Qual è la sua visione dell’attuale situazione geopolitica mondiale?
Oggi il mondo si trova in un nuovo Medioevo, e questo dovrebbe renderci tutti molto più fiducioso per il futuro, perché occorre ricordare che il Medioevo si è poi evoluto nel Rinascimento. Ciò che è importante è che ognuno si sforzi di garantire affinché questo accada anche nella nostra epoca. È infatti finito il tempo in cui erano solo pochi attori a gestire i problemi globali e ora tutti noi possiamo e anzi abbiamo il dovere di essere artefici del cambiamento. Questo momento storico può essere assimilato al Medioevo perché come allora gli imperi asiatici (Cina) sono in crescita e il paesaggio è costituito da Regioni, non più da Stati. Non ci sono più grandi Paesi, né leader mondiali, ma molti attori internazionali che hanno sempre più peso e importanza: ricche multinazionali (come per esempio Microsoft), corporazioni, imperi della comunicazione (CNN), benefattori planetari (Bill Gates), famiglie potenti, movimenti radicali religiosi (Al-Qaeda), università (Georgetown University), mercenari (Blackwater), orde tribali (Pashtun), enormi flussi di popolazione (immigrati ispanici, nordafricani), Ong e social network.
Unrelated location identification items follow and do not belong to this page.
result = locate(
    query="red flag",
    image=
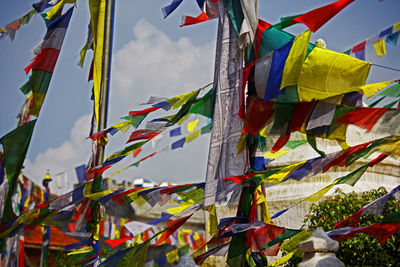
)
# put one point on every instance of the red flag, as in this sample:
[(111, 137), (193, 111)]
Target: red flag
[(142, 134), (172, 226), (261, 27), (246, 73), (188, 20), (300, 114), (362, 117), (381, 231), (149, 156), (359, 47), (116, 242), (352, 221), (136, 152), (143, 111), (314, 19), (282, 140), (341, 160), (257, 116), (264, 235)]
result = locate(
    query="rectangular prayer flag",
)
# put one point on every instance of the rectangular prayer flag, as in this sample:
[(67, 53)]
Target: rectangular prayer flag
[(43, 66), (178, 144), (295, 59)]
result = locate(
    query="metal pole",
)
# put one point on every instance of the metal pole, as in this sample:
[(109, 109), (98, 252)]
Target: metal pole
[(104, 92)]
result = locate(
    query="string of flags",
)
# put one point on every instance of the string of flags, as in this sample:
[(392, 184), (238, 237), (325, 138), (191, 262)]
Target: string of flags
[(390, 35), (292, 85)]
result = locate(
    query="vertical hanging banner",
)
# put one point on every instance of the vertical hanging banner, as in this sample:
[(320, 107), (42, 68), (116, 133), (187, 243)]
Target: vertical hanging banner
[(15, 145), (223, 161), (97, 19), (43, 66)]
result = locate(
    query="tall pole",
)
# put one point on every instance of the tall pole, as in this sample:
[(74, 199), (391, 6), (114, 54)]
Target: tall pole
[(102, 120)]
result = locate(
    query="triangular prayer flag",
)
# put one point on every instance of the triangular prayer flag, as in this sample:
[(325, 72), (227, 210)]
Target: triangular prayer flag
[(178, 144), (191, 126), (175, 132), (314, 19), (393, 91), (192, 136), (295, 59), (379, 47), (167, 10), (15, 145), (393, 38), (172, 226)]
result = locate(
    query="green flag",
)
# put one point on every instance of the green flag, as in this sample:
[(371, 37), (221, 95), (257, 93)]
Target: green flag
[(15, 145), (393, 91), (205, 106)]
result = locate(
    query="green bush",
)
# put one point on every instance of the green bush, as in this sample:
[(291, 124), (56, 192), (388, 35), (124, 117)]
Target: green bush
[(361, 250)]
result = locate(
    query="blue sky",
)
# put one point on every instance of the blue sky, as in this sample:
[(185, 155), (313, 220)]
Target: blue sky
[(151, 56)]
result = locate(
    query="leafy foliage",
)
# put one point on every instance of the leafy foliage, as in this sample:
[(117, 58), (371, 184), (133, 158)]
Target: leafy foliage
[(362, 250)]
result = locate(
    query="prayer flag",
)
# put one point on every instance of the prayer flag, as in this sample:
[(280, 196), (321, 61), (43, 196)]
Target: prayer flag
[(362, 117), (142, 134), (175, 132), (326, 73), (379, 47), (191, 126), (263, 236), (172, 256), (172, 226), (192, 136), (359, 50), (393, 38), (295, 59), (272, 89), (314, 19), (15, 145), (167, 10), (45, 62), (178, 144)]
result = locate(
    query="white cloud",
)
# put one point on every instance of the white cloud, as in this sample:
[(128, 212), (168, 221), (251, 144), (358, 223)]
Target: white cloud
[(71, 153), (153, 64), (150, 64)]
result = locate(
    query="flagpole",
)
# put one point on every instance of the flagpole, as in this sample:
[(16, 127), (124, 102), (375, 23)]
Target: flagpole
[(102, 120)]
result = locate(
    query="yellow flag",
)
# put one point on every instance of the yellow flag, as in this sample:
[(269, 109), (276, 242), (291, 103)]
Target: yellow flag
[(192, 136), (295, 60), (316, 196), (56, 8), (275, 155), (294, 242), (285, 258), (326, 73), (371, 89), (80, 250), (192, 125), (392, 149), (179, 209), (181, 99), (212, 220), (279, 176), (380, 47), (98, 195), (396, 26), (241, 146), (97, 15), (184, 118), (172, 256), (262, 201)]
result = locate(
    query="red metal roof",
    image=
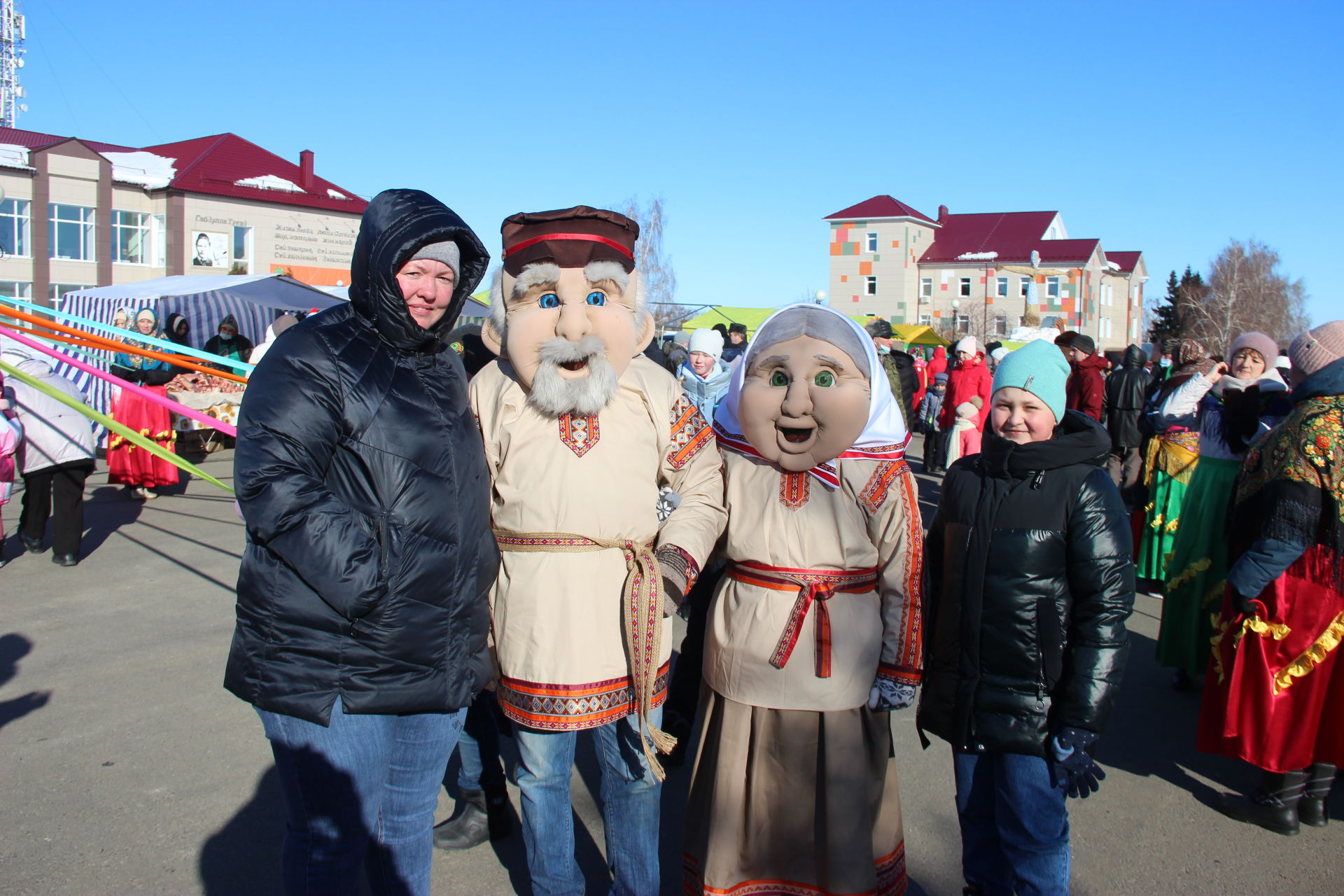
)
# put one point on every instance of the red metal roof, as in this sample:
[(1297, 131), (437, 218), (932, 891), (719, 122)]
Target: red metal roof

Tutti soggetti che oggi possono interagire nei modi più imprevedibili, spesso dando vita, nutrendo la crisi globale.
E qual è il dato positivo di questa situazione?
Pensiamo ai Paesi nordafricani: l’informazione serpeggia nel web, il popolo non ha più paura. Questo dà vita a un nuovo panorama diplomatico in cui non è più una sovranità ottocentesca a determinare il potere e in cui denaro e tecnologia sono grandi artefici del cambiamento. La vera novità, la speranza, sta nella megadiplomazia. Abbiamo tanti soggetti e ognuno propone delle proprie soluzioni, è importante che tutti cooperino per il raggiungimento di obiettivi specifici. Che si tratti di combattere il terrorismo, vincere l’Aids o rispondere in modo efficace ai cambiamenti climatici, la risposta non sarà quella di un singolo Stato perché la megadiplomazia ha superato la tradizionale diplomazia tra i vari Stati. E il dato più interessante è che questo ci costringerà a mettere da parte le ideologie. La saggezza collettiva si nutre di diversità perché l’insieme è sempre più intelligente delle singole parti.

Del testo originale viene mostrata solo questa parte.